The port operator reported a 29 percent rise in recurring net income to $308.27 million in the first quarter, reflecting sustained demand and expansion-led gains. Reported net income stood at $293.57 million, up 23 percent from a year earlier.
Chairman and President Enrique K. Razon Jr. said the results highlight the company’s ability to grow despite shifting global trade conditions.
“ICTSI delivered a robust start to 2026, with double-digit growth in revenues, EBITDA and net income reflecting the strength of our diversified global portfolio and disciplined execution across our operations. The contribution from newly added terminals, alongside stable demand at our existing facilities, supported volume and earnings growth for the quarter.
Our focus on operational efficiency, prudent cost management and careful capital allocation continues to underpin the resilience of our business. As we progress with strategic expansions across our network, we remain committed to maintaining financial discipline and executing our long-term strategy to deliver sustainable value for our shareholders.

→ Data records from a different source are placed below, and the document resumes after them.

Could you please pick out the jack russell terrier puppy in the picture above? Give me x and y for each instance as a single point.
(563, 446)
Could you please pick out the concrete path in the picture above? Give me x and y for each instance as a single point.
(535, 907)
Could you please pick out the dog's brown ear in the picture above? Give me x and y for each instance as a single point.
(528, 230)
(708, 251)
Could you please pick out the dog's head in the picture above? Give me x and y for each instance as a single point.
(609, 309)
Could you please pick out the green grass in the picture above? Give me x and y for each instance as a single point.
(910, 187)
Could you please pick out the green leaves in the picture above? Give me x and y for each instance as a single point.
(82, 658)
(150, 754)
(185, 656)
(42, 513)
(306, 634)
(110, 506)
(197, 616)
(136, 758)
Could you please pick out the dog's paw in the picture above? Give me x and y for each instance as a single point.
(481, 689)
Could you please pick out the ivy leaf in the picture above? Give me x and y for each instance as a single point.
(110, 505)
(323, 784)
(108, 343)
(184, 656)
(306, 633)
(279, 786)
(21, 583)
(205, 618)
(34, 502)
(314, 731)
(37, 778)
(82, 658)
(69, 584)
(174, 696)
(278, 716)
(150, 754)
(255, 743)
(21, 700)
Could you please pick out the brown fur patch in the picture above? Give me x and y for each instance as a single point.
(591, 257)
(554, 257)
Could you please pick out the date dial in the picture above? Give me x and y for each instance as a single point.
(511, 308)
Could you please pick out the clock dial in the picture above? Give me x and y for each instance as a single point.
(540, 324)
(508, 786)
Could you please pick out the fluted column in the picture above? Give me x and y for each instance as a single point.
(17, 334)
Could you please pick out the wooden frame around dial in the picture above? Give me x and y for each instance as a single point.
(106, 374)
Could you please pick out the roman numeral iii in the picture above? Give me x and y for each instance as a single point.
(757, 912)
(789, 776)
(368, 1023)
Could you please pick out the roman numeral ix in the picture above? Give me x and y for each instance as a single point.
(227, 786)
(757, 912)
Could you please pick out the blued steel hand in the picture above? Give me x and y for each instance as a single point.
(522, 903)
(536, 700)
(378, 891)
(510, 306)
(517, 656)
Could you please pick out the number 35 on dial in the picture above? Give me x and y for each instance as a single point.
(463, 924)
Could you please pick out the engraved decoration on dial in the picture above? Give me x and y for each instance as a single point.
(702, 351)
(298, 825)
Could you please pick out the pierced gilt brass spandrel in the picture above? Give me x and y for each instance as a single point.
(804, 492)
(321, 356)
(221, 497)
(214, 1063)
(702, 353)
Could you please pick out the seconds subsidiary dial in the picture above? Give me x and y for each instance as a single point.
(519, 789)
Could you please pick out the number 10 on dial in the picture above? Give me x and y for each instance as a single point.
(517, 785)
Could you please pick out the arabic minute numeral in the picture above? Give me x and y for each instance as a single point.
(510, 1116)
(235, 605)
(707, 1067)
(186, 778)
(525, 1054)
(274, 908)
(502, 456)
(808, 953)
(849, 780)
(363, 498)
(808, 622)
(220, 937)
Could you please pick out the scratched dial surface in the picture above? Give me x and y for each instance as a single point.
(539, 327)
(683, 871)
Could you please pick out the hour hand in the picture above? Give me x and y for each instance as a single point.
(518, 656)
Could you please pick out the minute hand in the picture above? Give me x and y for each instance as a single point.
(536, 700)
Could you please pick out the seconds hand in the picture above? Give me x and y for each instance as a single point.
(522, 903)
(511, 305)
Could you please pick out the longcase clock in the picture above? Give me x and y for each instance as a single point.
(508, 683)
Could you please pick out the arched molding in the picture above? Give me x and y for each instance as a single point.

I would like to thank our employees across ICTSI,” he said.
Revenue from port operations climbed 29 percent to $961.11 million, supported by increased throughput, tariff adjustments, and higher income from ancillary services. Earnings before interest, taxes, depreciation, and amortization rose 26 percent to $617.87 million.
Container volume handled by ICTSI reached 4.08 million twenty-foot equivalent units (TEUs), an 18 percent increase from the same period last year. Growth was largely driven by the addition of new terminals in South Africa and Indonesia, alongside improved trade flows in Asia and the Americas.
Excluding the impact of new operations, volume growth was modest, indicating that recent acquisitions played a significant role in boosting overall performance.
Operating expenses rose during the quarter, reflecting higher activity levels, expansion-related costs, and currency movements. However, the company said ongoing cost management measures helped temper the increase.
ICTSI has earmarked about $740 million in capital expenditures for 2026 to fund expansion projects across key markets, including the Philippines, Latin America, and Africa. These investments are expected to further strengthen capacity and support long-term growth.